Yine, Sultan Fatih istanbul’un fethinden sonra tarihe altın harflerle yazılmış şu muazzam kelamı ediyor; “istanbul’u aldığıma değil, Akşemseddin gibi bir hocanın talebesi olduğuma seviniyorum!”. Dünya tarihinde çağ açıp, çağ kapatacaksınız ama bununla değil de hocanızla gurur duyacaksınız. Gerçek fatihliği maddede değil manada arayacaksınız. işte edep, işte Anadolu’nun asil ruh ve fikir kumaşı… Bir de şimdilerde medyaya yansıyan eğitim kurumlarımızın görüntülerini düşünelim. içerde öğrenci öğretmeniyle dalga geçiyor, okul kapılarının önünde uyuşturucu satılıyor, öğrenciler birbirlerini öldürüyor, okul tuvaletlerinde alemler yapılıyor falan filan…

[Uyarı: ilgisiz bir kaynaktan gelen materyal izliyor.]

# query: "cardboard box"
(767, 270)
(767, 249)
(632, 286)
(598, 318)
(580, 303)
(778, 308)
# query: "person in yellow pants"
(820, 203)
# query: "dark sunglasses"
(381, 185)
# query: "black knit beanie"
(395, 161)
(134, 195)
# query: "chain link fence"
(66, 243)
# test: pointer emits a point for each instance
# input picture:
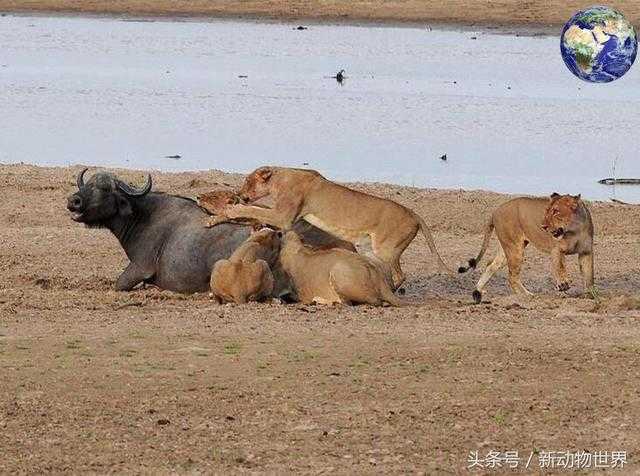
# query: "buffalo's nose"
(74, 203)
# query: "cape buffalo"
(163, 235)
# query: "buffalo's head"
(103, 197)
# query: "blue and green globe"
(598, 44)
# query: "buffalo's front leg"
(131, 277)
(267, 216)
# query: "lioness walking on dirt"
(559, 225)
(348, 214)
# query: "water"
(110, 92)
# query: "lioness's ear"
(265, 174)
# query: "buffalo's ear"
(265, 174)
(124, 207)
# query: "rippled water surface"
(505, 109)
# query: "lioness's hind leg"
(559, 270)
(586, 269)
(498, 262)
(515, 257)
(390, 250)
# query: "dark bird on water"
(340, 76)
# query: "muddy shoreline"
(511, 14)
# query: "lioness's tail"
(432, 246)
(473, 262)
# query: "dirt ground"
(505, 12)
(93, 380)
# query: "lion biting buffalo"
(163, 235)
(174, 243)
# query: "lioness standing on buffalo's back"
(348, 214)
(559, 225)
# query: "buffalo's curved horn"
(135, 192)
(80, 179)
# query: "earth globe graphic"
(598, 44)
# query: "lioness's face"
(257, 184)
(217, 200)
(559, 214)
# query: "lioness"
(334, 276)
(560, 225)
(246, 275)
(348, 214)
(215, 203)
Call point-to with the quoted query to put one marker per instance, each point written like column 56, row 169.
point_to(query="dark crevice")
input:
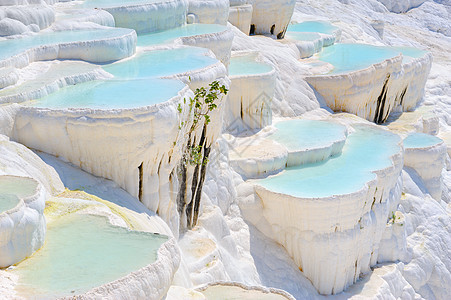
column 140, row 183
column 252, row 31
column 241, row 109
column 403, row 94
column 282, row 34
column 192, row 209
column 181, row 196
column 381, row 100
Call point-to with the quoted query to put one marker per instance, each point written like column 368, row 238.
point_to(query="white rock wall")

Artık hayretler içindeyim…Hz. Mevlana’dan bir tek beyit bile bilinmiyor ama popüler şarkıların hepsi dudaklarda…Tarik Buğra’dan, Peyami Safa’dan, Kemal Tahir’den bihaberiz ama ‘You Tube’u iyi tanıyoruz. Nazım Hikmet denildiğinde ‘komünist’, Necip Fazıl denildiğinde ‘faşist’ diyecek kadar tek kelimelik zihin dağarcığımız olmasına rağmen, X şarkıcının tüm albüm isimleri ezbere söyleniyor. Baba Erenleri tanımıyoruz ama Liverpool’un ilk onbirini sayacak derecede bilgi sahibiyiz… Kolektif planda bir vizyonumuz olmasa da vizyon filmlerini yakından takip ediyoruz. Dedemizin babasının ismini bilmeyiz ama sinema yıldızlarının burçlarını bilecek kadar da kendileriyle içli dışlıyız.

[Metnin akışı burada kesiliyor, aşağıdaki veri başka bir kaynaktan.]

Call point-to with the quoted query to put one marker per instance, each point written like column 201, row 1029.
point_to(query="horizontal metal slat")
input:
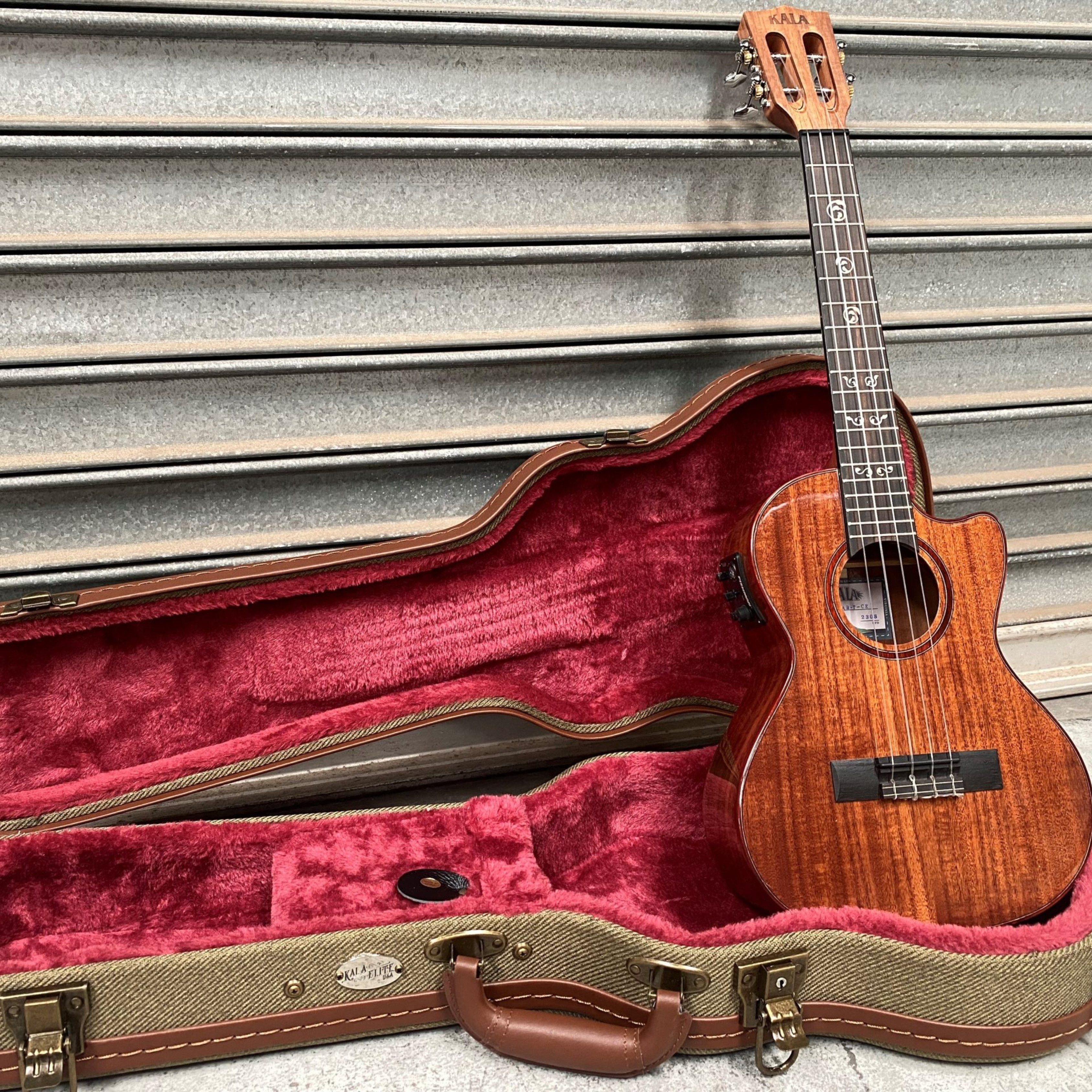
column 135, row 521
column 387, row 300
column 63, row 421
column 1037, row 519
column 1007, row 446
column 118, row 70
column 991, row 18
column 137, row 197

Neden biliyor musunuz? çünkü bize Mevlana’yı, Yunus Emre’yi anlatmadan; jean-Jacgues Rousseau ile insanlık, Victor Hugo ile sefiller edebiyatı yaptılar. Fatih’i, Akşemseddin’i, Ulubatlı Hasan’ı öğretmeden; televizyon dizilerinde sanal kahramanları izlettiler. Itri’den, Münir Nurettin Selçuk’a kadar herkesi bilinçlerde susturup, popstar alaturkalar icat ettiler. şeyhi Ekber Muhiddin Arabi’yi, imam Gazali’yi okumadık ama ondan ondan çaldığı fikirleri ters düz ederek yazan Paulo Goelho’nun ‘Simyacı’sı bu ülkede bol miktarda satın alındı. Osmanlı Devleti’nin kurucusu Osman Gazi’ye, “insanı yaşat ki devlet yaşasın!” diye ihtarda bulunan şeyh Edebalı’nın vasiyetini ezberletmeden; 36-42 kuzey paraleli, 26-45 doğu meridyeni üzerinde bulunan yurdumun coğrafi koordinatlarını ezberlettiler. şimdi ne mi oldu? Kaybolduk! Gerçi madden buradayız, koordinatlarımızdayız, lakin ruhen kaybolduk… Sahi, çok geç olmadan, bizi biz yapan ruh motiflerimizi ‘Google’da arasak bulur muyuz?